General areas of research in physiology include factors affecting gonadal development (ovarian and testis) and sex differentiation, factors affecting embryo development and reproductive hormone research, and genes regulating egg and sperm function. Undergraduate employment opportunities include maintaining mice and rat colonies including daily care, dissections of rats and mice, in vitro fertilization of mice, genotyping mice to determine if they carry the trans-gene, jobs in pig physiology, general lab work, and aiding with blood collection in cattle, artificial insemination, ultrasonography, palpation, and estrus detection.
ONGOING RESEARCH PROJECTS:
- Research in cattle can often apply to humans; cattle are good models due to similarities in reproductive cycles, ovary size, hormone secretion, ect.

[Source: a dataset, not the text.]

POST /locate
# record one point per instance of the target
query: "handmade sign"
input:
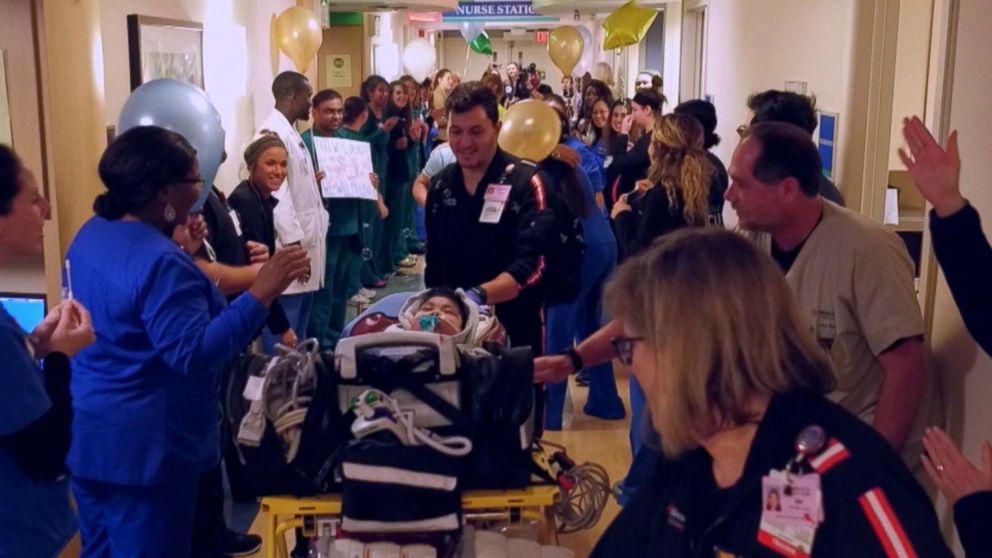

Studies on follicular development and ovulation in the cow aid in understanding ovarian disorders in women.
- Studies are conducted on the effects of hormones, nutrients, and environment on pregnancy outcome in mice and cattle.
- GnRH receptor gene (hormone receptor) research on varying levels is being done in breeds of swine.
Embryonic Development Research
- The role of GnRH and methods to improve early embryonic development are being researched.
- One research goal is finding contraceptive methods that could be used in livestock, humans, and wild animals.
- A more successful way of freezing pig embryos is being researched. UNL is 1 of 10 labs working on this, and has had success of a farrowing sow.
Genetic Alterations Research
- The physiology departments has had success with transgenic mice, mice that have genes inserted similar to the process that is done in plants to make "Round-Up Ready" soybeans or Bt corn, and chiameric mice, mice that contain cells from two different genotypes but are not a crossbred.
- Cell-specific knock-out mice are produced to determine functions of genes in reproductive processes and ovulation rate.